As with most ransomware, WannaCry infects victims’ computers and demands a payment in Bitcoin. The main distinguishing feature is that this specific ransomware targets computers running Windows OS, especially older versions that have weaknesses implemented by the NSA.
27. The average amount of money demanded in ransomware attacks is $1,077.
(Source: Safeatlast / TechCrunch)
Data hijackers typically ask for around $1,000 to return access to the data they took from their victims. The cyber attack statistics by year reveal that, in 2015, the average amount was $294.
28. Security experts expected ransomware attacks to quadruple in 2020.
(Source: Safeatlast / Comparitech)
Speaking of yearly statistics, the predictions for 2020 weren’t bright—a significant increase in the number of ransomware attacks was expected.
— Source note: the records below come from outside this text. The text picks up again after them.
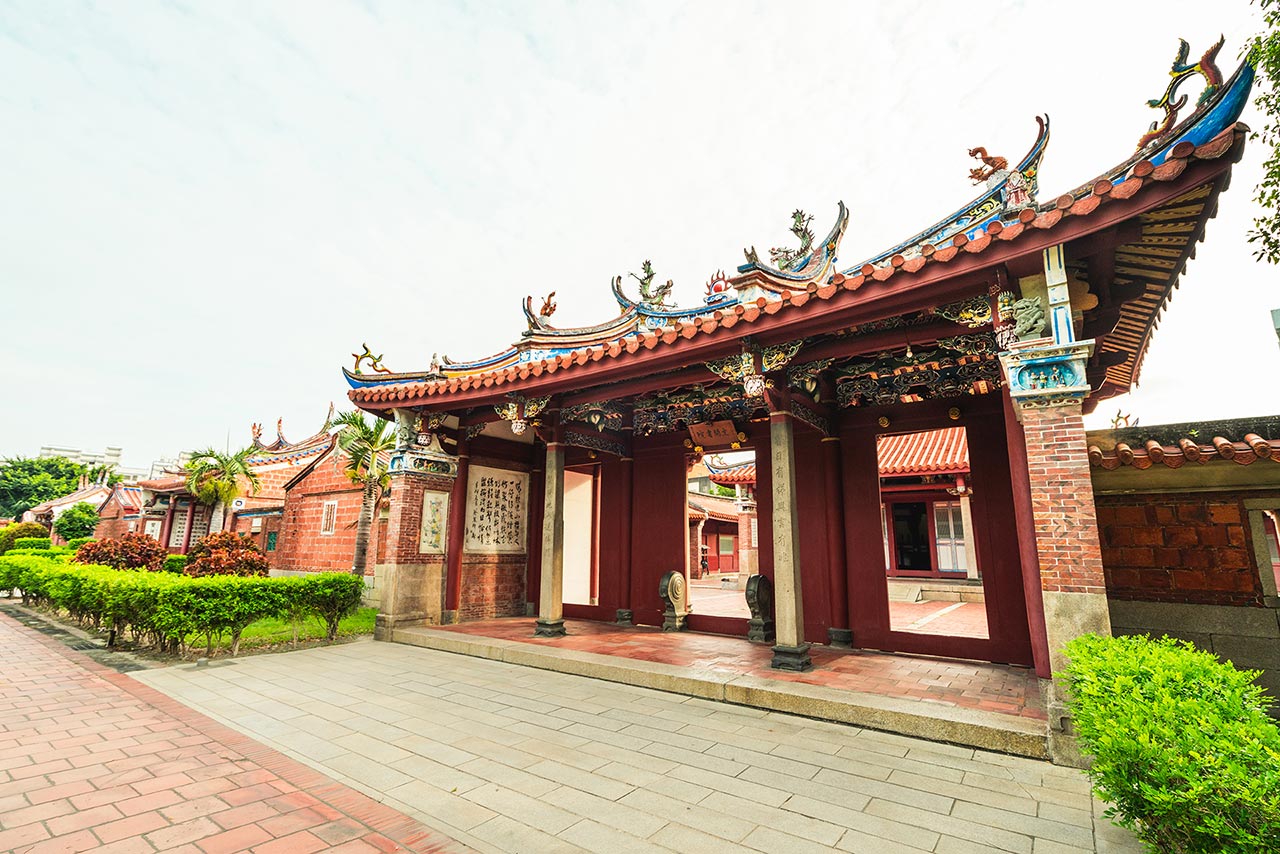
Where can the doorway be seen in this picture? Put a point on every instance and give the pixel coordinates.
(581, 537)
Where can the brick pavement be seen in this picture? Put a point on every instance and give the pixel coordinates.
(91, 759)
(964, 684)
(511, 758)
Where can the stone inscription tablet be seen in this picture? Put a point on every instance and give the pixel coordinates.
(497, 508)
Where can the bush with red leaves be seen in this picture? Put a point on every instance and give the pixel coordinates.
(225, 553)
(127, 552)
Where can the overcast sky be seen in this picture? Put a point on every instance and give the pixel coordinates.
(208, 206)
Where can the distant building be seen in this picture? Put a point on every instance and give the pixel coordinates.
(48, 511)
(110, 456)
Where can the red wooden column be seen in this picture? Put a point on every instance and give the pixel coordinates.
(839, 634)
(625, 615)
(191, 519)
(864, 543)
(457, 525)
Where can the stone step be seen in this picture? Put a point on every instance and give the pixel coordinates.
(933, 721)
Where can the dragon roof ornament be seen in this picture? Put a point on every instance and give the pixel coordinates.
(1008, 197)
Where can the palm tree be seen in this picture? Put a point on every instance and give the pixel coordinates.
(366, 447)
(216, 478)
With an increase of 400%, we’ll need to be more cautious online than ever before. In 2021, the projected cost of ransomware will reach $6 trillion annually.
29. Next-gen supply chain attacks surged up to 430% in the past year.
Supply chain attacks are the type of cyber attack that looks for an opening into a network through the supply network, which is notorious for its lack of security. The malware statistics show that these are on the rise in all industries, including finance, oil, and the government sector, so ensuring your suppliers keep their online databases safe is a must.
30. 17% of data breaches were caused by human errors in 2020.
Employee education on internet safety might be the key to preventing cyber attacks. With 17% of all data breaches in 2020 being caused by human error, we seem to be a key factor in maintaining online safety.
The cybersecurity statistics listed above are intended to be a wake-up call for professionals whose businesses rely on storing sensitive information online. After seeing how common and devastating cyber attacks and data breaches can be, we hope everyone starts paying more attention to their online security.